Given the great potential rewards for Afghanistan and its people from its mineral resources, the United States Institute of Peace (USIP) is working to help prevent the effects of a resource curse that would prevent these rewards from helping the country. USIP is partnering with an Afghan nongovernmental organization, Integrity Watch Afghanistan (IWA), to help reduce the risk of at least one type of violent conflict related to extractive industries. At the core of the project are two main goals.

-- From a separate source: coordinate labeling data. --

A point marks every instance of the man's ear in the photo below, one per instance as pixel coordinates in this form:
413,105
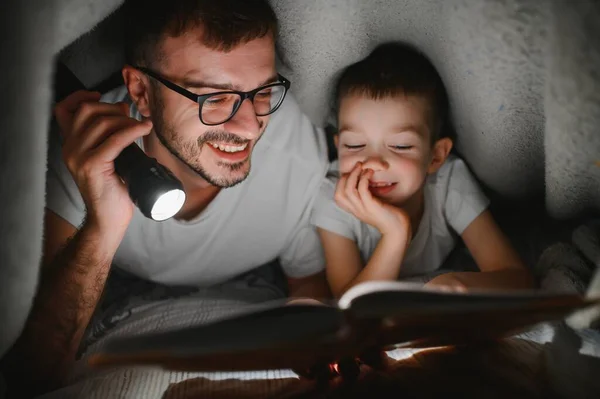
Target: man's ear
139,89
439,154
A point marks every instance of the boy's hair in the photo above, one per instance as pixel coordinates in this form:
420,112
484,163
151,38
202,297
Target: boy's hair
398,69
226,24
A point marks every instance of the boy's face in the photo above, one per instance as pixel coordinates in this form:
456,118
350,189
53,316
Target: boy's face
391,136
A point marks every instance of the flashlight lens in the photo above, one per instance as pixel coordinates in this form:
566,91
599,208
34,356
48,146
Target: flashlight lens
168,204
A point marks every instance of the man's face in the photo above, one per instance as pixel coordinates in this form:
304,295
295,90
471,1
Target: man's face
219,154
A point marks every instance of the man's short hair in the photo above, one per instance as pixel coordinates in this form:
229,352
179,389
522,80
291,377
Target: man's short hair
398,69
225,23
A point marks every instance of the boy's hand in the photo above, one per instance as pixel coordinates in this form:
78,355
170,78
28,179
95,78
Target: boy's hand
352,194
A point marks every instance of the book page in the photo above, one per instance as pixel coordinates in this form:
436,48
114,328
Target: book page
369,287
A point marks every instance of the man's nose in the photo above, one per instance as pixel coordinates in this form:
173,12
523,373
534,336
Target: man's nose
245,123
376,163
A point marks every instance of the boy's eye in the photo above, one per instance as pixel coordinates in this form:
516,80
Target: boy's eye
354,147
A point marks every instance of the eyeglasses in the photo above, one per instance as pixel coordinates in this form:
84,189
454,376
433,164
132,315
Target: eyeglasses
219,107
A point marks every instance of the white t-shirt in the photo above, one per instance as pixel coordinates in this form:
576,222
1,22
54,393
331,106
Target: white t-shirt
453,199
263,218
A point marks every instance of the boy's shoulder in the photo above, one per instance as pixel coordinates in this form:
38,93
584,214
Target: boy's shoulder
455,194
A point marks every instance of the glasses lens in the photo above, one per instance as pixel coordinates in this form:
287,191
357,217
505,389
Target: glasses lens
218,108
268,100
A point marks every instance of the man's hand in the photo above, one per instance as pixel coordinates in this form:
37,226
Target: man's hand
352,194
94,134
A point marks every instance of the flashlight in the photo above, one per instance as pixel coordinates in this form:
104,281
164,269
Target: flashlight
152,187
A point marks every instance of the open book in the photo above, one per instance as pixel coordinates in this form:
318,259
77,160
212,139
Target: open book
300,334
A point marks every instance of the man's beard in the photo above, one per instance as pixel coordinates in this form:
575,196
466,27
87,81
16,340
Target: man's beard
189,152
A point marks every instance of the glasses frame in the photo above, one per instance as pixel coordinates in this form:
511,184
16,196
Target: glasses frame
200,99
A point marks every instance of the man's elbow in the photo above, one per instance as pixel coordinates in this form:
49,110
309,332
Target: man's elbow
314,286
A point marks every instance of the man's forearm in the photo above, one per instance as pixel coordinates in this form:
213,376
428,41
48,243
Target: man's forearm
501,279
69,291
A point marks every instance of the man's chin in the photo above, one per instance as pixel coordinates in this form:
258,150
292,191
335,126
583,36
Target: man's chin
227,180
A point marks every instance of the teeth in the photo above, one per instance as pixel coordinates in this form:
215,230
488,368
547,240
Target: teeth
380,184
229,148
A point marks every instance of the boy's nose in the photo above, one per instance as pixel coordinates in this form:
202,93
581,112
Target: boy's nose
376,163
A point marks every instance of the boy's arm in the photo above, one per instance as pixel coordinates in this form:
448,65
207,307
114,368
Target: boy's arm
344,265
500,265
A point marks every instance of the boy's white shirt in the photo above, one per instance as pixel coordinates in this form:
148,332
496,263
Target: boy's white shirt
245,226
453,199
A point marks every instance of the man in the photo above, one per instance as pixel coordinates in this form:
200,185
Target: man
202,88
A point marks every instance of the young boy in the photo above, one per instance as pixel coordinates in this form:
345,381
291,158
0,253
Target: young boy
400,200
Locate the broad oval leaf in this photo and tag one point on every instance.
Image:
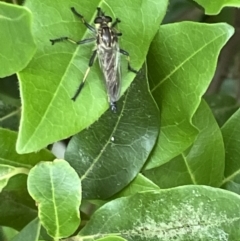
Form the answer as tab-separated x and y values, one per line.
182	61
223	106
203	163
51	79
214	7
184	213
17	44
6	172
111	152
230	132
30	232
56	188
9	156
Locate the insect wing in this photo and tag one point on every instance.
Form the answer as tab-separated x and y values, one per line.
109	61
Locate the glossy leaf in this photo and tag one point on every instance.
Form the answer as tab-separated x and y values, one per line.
52	77
111	152
9	116
6	172
30	232
231	132
214	7
184	213
56	188
9	156
203	163
223	106
139	184
17	45
112	238
16	206
182	61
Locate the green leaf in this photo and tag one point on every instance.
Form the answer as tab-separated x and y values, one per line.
17	208
30	232
184	213
9	156
17	45
111	152
9	116
223	106
112	238
139	184
6	172
214	7
202	163
56	188
230	132
51	79
182	61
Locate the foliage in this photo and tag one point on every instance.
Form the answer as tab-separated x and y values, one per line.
164	167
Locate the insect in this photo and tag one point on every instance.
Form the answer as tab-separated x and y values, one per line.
107	50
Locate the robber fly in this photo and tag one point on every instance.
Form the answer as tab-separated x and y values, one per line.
107	50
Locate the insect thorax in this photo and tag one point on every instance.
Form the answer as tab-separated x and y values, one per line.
106	37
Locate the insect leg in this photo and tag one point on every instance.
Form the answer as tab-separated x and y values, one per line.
99	12
94	54
84	41
90	27
128	59
114	24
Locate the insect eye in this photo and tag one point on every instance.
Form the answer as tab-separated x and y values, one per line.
98	20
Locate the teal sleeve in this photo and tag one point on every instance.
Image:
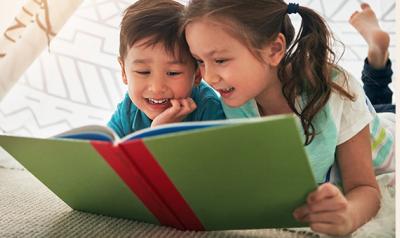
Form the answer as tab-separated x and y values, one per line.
115	122
210	109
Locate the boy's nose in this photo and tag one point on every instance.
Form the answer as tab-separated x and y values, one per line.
157	85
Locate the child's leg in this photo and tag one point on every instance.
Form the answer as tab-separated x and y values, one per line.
377	72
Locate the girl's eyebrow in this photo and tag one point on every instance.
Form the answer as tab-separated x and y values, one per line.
141	61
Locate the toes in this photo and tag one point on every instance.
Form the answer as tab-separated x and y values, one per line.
365	6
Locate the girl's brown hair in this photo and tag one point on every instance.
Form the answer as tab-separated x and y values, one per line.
307	66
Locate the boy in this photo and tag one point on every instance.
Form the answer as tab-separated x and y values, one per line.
164	83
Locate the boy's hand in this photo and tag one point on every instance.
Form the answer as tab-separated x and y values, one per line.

One is to empower communities in mining areas by helping them monitor, record, share and analyze the socioeconomic impacts of mining operations. USIP, in collaboration with Afghan community leaders, developed the project framework and methodology between March and October 2012. The following month, a survey team -- trained and supervised by USIP’s implementing partner, IWA -- completed the baseline survey in the Hajigak mine area. Information from the baseline survey will be used to create a database that can be used by mining stakeholders over time. This will allow communities to track changes connected to mining activities, such as employment and environmental conditions. The idea is to help provide communities with the information they need to solve problems related to the mining sector before difficulties escalate into violence.

The second, and no less important, objective of the USIP-IWA project is to strengthen governance at all levels by creating a forum for meaningful, evidence-based exchanges between mine-affected communities, the Afghan government and the mining companies. The goal is to help all three parties to develop constructive relationships and practical solutions to the challenges that arise from mining.

“It will help the communities to understand where they can work with the government,” said Najib Ziar, a former manager of the project with IWA. Violence tends to occur in communities where extractive firms operate – the company-community nexus is often a flash point for violence. The communities often experience the negative impacts of mining in the form of pollution, displacement of villagers, and other changes caused by an influx of foreign contractors required to conduct the mining and other personnel brought in to protect or otherwise operate the mines.

But many experts believe that it won’t take a lot for the villagers around the mines to feel as if they are sharing enough of the wealth. Many villagers near the mines have little personal wealth as it is. If they are given a fair deal, then it is less likely they will incite violence or otherwise cause problems for the mining firms. In turn, mining firms can reap positive returns on their investment faster.

“If enough people will benefit, then I think you won’t see a lot of people complaining about [mining],” said Renard Sexton, who conducted research in Kabul on Afghanistan’s natural resources and conflict for IWA. “However, if these communities do not see themselves as proportionately benefitting from mining or if their grievances are not met when expressed peacefully, this can motivate locals to interfere with mining operations or worse, to use violence.”

The Hajigak iron ore mine area in Bamyan Province is the first pilot site for the USIP-IWA project, with potential for this model to be applied at a larger scale across Afghanistan or in other conflict-affected countries.

Rebecca Kullman is a program specialist with USIP's Center for Sustainable Economies. Gordon Lubold is a national security reporter for Foreign Policy. He was formerly a senior writer at USIP.